Кэтрин кивнула, раскрыла сумочку. Мы аккуратно положили птицу и вернулись в отель. Кэтрин взяла меня под руку, что на нашем человечьем языке означало — она помнила обо мне, страдала, она готова помочь.
Она осталась со мной. Она приходила еще несколько раз, и, знаете, я вновь почувствовал вкус к жизни. Дело было за малым — за электротерапией. Я всем рекомендую этот метод.
Однажды тайком я сел на ночной поезд до Уорденклифа. В лаборатории подключил к голове генератор высокой частоты, и мой мозг начал наполняться лечебной силой. Я пропустил через голову 150 000 вольт. Сам я в это время находился в полном сознании и сразу после отключения прибора впал в целительный сон. Процедуры продолжались около месяца, и как-то в начале 1908 года меня осенило — почему бы мне вновь не вернуться к своему проекту?

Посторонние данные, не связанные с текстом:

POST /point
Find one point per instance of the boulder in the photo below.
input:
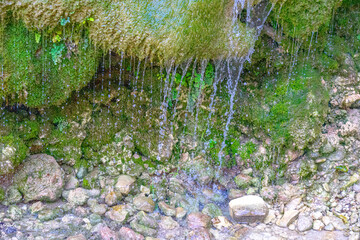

К тому моменту у меня наладились отношения с полковником Астором. Среди всех деловых людей он был единственным литератором, а среди литераторов единственным хозяином лучшей в Нью-Йорке гостиницы, где до сих пор ко мне относились уважительно, а это что-нибудь да значило.
После одной из традиционных (раз в две недели) поездок к персональному парикмахеру за теплым компрессом лица и энергичным массажем головы, стимулирующим мозговые клетки, я надел свой любимый зеленый замшевый костюм, взял трость и направился в офис полковника.
Мы мило побеседовали. Спустя неделю он позвонил мне и сообщил, что готов встретиться со мной. Пока ничего более определенного сказать не может.
Я ответил, что с радостью повидаюсь с ним, и добавил, если кому-то необходимо отыскать благородного и дальновидного спонсора, он должен обращаться лишь к тому, в чьем распоряжении находится не менее ста миллионов.
Астор засмеялся:
— Прекрасно, мистер Тесла, будем надеяться на лучшее.
Общение с Джоном не помешало мне начать новую рекламную кампанию. Я пытался использовать любую возможность разъяснить суть Уорденклифского проекта. Не думайте, что меня толкали эгоистические или финансовые соображения. Я старался ради будущего планеты.
Я отыскал место для новой конторы. Это на Бродвее, 165.
Наш разговор состоялся через неделю или около того. Астор заявил, что его более всего интересуют летательные аппараты и что я мог бы предложить ему. Я выложил на стол эскизный проект дирижабля, напоминавшего гигантскую слезу и снабженного гигантской индукционной катушкой. Витки размещались над гондолой, прикрепленной к оболочке с горячим воздухом.
Двигатель, задействованный в моем летательном аппарате, я назвал «реактивным». Он крепился в специальном «предкрылке», а пятьдесят управляемых выпускных клапанов помещались с противоположной стороны — в «закрылке».
Полковник бегло ознакомился с эскизом и заявил, что в настоящее время его больше интересуют аппараты тяжелее воздуха, то есть аэропланы. Пришлось напомнить ему, что в недавнем выступлении на ужине в честь контр-адмирала Сигзби, состоявшемся в «Астории», я предупредил присутствующих, что в ближайшее время будет рассеяно одно популярное заблуждение, замедляющее развитие воздухоплавания. Очень скоро все убедятся, что аэроплан слишком тяжел для взлета, такая машина никогда не сможет летать с той же скоростью, с какой совершает полет управляемый аэростат. В доказательство я привел серьезную и разумную работу графа Цеппелина, который построил для перевозки дюжины человек и провизии безопасную и надежную летательную машину, скорость ее намного превосходит скорость аэропланов. С этими бессмысленными, опасными этажерками пора расстаться хотя бы по причине человеколюбия.
Это заявление следует дополнить сравнительным анализом возможностей аэропланов и кораблей, приведенным стариком в одной из статей. Тесла, ссылаясь на сделанные им расчеты, публично объявил: «Плотность атмосферы больше плотности воды, поэтому аэроплан никогда не сможет передвигаться быстрее „водного судна“».
«Воздушный аппарат тяжелее воздуха обречен. С его помощью никогда нельзя будет развить больших скоростей. У него не только ограниченная скорость вращения винта, но и с точки зрения надежности конструкции аэроплан оставляет желать лучшего. Он слишком легко ломается».